De Morgan's rules explained

Question

Could you please explain the De Morgan\'s rules as simply as possible (e.g. to someone with only a secondary school mathematics background)?

Answer 1

DeMorgan's Law allows you to state a string of logical operations in different ways. It applies to logic and set theory, where in set theory you use complement for not, intersection for and, and union for or.

DeMorgan's Law allows you to simplify a logical expression, performing an operation that is rather similar to the distributive property of multiplication.

So, if you have the following in a C-like language

if !(x || y || z) { /* do something */ }

It is logically equivalent to:

if (!x && !y && !z)

It also works like so:

if !(x && !y && z)

turns into

if (!x || y || !z)

And you can, of course, go in reverse.

The equivalence of these statements is easy to see using something called a truth table. In a truth table, you simply lay out your variables (x, y, z) and list all the combinations of inputs for these variables. You then have columns for each predicate, or logical expression, and you determine for the given inputs, the value of the expression. Any university curriculum for computer science, computer engineering, or electrical engineering will likely drive you bonkers with the number and size of truth tables you must construct.
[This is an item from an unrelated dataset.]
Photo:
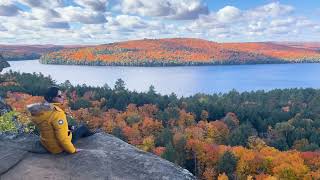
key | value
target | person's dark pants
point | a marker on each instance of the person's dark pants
(80, 132)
So why learn them? I think the biggest reason in computing is that it can improve readability of larger logical expressions. Some people don't like using logical not ! in front of expressions, as they think it can confuse someone if they miss it. The impact of using DeMorgan's Law on the gate level of chips is useful, however, because certain gate types are faster, cheaper, or you're already using a whole integrated circuit for them so you can reduce the number of chip packages required for the outcome.

Answer 2

Draw a simple Venn diagram, two intersecting circles. Put A in the left and B in the right. Now (A and B) is obviously the intersecting bit. So NOT(A and B) is everything that's not in the intersecting bit, the rest of both circles. Colour that in.

Draw another two circles like before, A and B, intersecting. Now NOT(A) is everything that's in the right circle (B), but not the intersection, because that's obviously A as well as B. Colour this in. Similarly NOT(B) is everything in the left circle but not the intersection, because that's B as well as A. Colour this in.

Two drawings look the same. You've proved that NOT(A and B) = NOT(A) or NOT(B). T'other case is left as an exercise for the student.